F5 HA Device Group Woes

HA Device Groups. Great when they work, but I’m not sure why F5 have to make setting this up such a headache. There’s something lacking in the QA department when setting up a device group for HA causes so many problems for so many people.

This can be immensely frustrating and can lead to hair loss so here’s my checklist to get things working.

Prerequisites:

- NTP must be sync'd or things won't work. (verify with ntpstat from command line)
- Make backups of the current configs before trying to fix things!

Caveats:

- When things aren't right, the below can cause unexpected failovers - arrange an outage window!

Procedure:

i)   Add HA (Failover) VLAN on (both boxes) and assign to interface(s)
ii)  Add HA (Failover) Self IPs (both boxes) - Make sure Port Lockdown is "Allow Default"
iii) Add peer with Device Trust -> Peer List -> Add (both boxes)
iii) On each box, under Devices (self):
          - Set Device Connectivity -> ConfigSync -> Failover LAN IP
          - Set Device Connectivity -> Network Failover -> Failover LAN IP (and also MGMT if desired)
          - Set Device Connectivity -> Connection Mirroring -> Failover LAN IP (and secondary if desired)
iv) Create a Device group with Device Groups -> Create (eg: FAILOVER-GROUP) (both boxes) 
    with type sync-failover (not automatic sync)
v)  Add peer to device group (Select automatic sync if required)
vi) Sync to peer(s) – select “overwrite config”

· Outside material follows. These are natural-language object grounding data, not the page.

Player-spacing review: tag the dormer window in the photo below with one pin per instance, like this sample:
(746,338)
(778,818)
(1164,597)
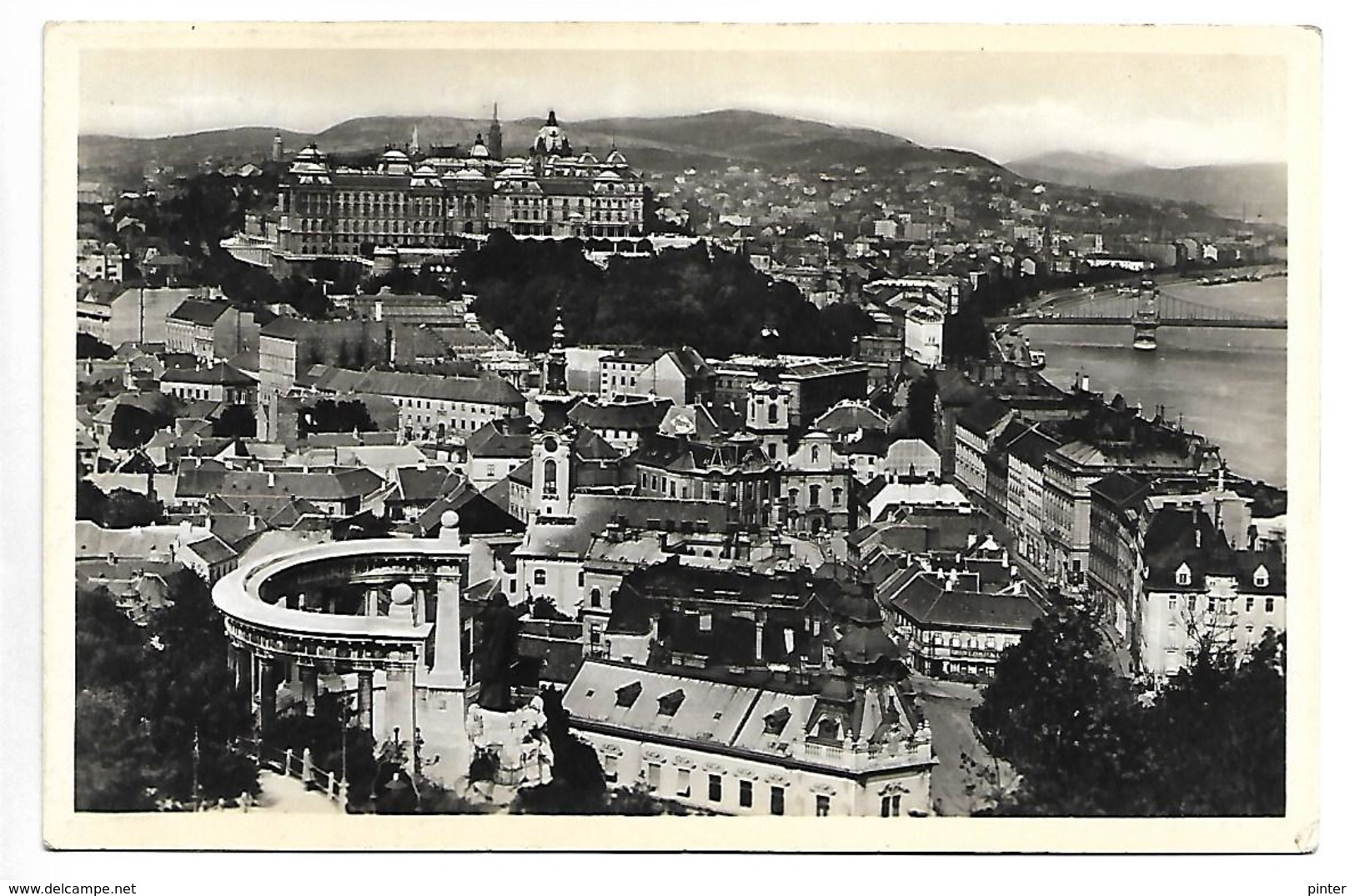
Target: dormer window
(668,703)
(775,723)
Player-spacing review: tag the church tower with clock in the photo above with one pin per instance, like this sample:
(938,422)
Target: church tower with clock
(552,444)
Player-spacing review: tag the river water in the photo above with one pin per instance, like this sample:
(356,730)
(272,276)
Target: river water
(1228,384)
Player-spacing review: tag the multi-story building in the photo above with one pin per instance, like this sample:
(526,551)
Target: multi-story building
(923,328)
(1202,590)
(210,329)
(429,406)
(722,746)
(433,203)
(620,373)
(1026,496)
(99,262)
(976,431)
(134,314)
(1072,468)
(1114,561)
(429,310)
(218,383)
(813,383)
(956,623)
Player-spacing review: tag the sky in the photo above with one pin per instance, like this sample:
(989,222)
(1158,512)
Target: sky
(1164,108)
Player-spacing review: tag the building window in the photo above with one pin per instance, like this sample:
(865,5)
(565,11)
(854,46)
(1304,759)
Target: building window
(549,473)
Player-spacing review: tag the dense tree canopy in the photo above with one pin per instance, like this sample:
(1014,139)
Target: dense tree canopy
(329,416)
(665,299)
(119,509)
(1087,743)
(90,347)
(155,707)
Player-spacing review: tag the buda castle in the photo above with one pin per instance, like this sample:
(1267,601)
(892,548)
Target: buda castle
(426,203)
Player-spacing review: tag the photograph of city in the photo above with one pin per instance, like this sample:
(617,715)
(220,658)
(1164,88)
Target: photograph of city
(756,432)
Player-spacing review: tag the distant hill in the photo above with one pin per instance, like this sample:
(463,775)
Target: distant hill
(243,143)
(1072,168)
(650,143)
(1225,188)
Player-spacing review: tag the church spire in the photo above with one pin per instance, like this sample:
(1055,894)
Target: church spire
(555,395)
(496,137)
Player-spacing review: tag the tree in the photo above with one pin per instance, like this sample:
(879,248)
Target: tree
(921,409)
(1064,720)
(329,416)
(197,705)
(1084,742)
(236,421)
(121,509)
(126,509)
(88,347)
(156,709)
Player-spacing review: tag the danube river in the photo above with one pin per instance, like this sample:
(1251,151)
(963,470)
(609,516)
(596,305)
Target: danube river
(1228,384)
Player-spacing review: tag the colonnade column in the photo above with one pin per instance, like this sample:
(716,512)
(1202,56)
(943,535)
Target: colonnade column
(400,705)
(266,689)
(364,698)
(309,687)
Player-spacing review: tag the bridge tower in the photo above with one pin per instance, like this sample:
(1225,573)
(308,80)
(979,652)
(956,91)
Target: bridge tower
(1145,317)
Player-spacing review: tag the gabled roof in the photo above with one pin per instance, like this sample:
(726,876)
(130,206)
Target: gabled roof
(1031,447)
(199,312)
(1121,489)
(925,600)
(849,416)
(626,416)
(213,550)
(982,416)
(485,388)
(217,375)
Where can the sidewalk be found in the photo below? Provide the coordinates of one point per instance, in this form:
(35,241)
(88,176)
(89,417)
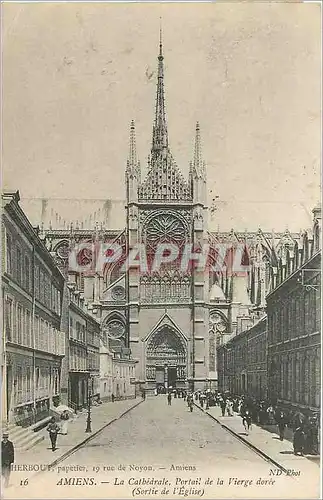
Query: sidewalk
(268,444)
(42,454)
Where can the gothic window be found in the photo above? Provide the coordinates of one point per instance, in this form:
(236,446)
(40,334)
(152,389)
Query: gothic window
(165,228)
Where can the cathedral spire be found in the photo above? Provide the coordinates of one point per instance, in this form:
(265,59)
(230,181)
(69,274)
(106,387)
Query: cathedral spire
(160,134)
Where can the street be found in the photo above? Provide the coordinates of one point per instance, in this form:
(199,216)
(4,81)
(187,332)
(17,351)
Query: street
(159,450)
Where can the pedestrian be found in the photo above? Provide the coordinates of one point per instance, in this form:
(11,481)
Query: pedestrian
(64,418)
(53,430)
(7,457)
(281,425)
(299,441)
(246,421)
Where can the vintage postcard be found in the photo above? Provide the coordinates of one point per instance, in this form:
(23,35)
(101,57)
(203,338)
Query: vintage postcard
(161,250)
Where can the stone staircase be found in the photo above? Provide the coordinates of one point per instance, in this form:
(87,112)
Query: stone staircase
(23,438)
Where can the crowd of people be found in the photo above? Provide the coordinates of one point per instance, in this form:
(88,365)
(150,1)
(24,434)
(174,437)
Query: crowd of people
(304,425)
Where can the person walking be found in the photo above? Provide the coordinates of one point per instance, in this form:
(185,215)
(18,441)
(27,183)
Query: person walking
(53,430)
(281,425)
(7,457)
(64,418)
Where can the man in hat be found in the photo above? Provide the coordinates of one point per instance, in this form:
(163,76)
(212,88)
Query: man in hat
(7,457)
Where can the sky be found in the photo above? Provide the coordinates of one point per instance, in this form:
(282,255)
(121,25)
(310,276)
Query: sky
(75,75)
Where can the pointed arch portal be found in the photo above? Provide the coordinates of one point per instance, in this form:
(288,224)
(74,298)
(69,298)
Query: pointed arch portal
(166,359)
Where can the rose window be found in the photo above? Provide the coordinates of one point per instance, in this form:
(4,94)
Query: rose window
(165,228)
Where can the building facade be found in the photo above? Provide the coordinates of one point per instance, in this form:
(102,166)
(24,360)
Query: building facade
(294,324)
(117,374)
(34,345)
(172,318)
(278,357)
(81,365)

If this fails and devices still say disconnected, then:

i)   Reset Device Trust on both boxes 
           - Device Management > Device Trust > Reset Device Trust [retain current authority]
ii)  REBOOT the box with full_box_reboot at command line (obviously needs an outage window if live)
iii) Delete the peers on both boxes, and if necessary, clear out any membership of 
        device groups. Also delete the device group.
iv)  Start from/verify step iii in the first section above again.

Don’t forget to set up your routes before setting up nodes that aren’t locally attached to your external LAN. ;)

As an aside, the latest problem was with the secondary which had gone a bit nuts and had a weird error message when trying to sync, something along the lines of “couldn’t load node 71….etc”. We decided to reset it to defaults with tmsh load /sys config default before doing the above.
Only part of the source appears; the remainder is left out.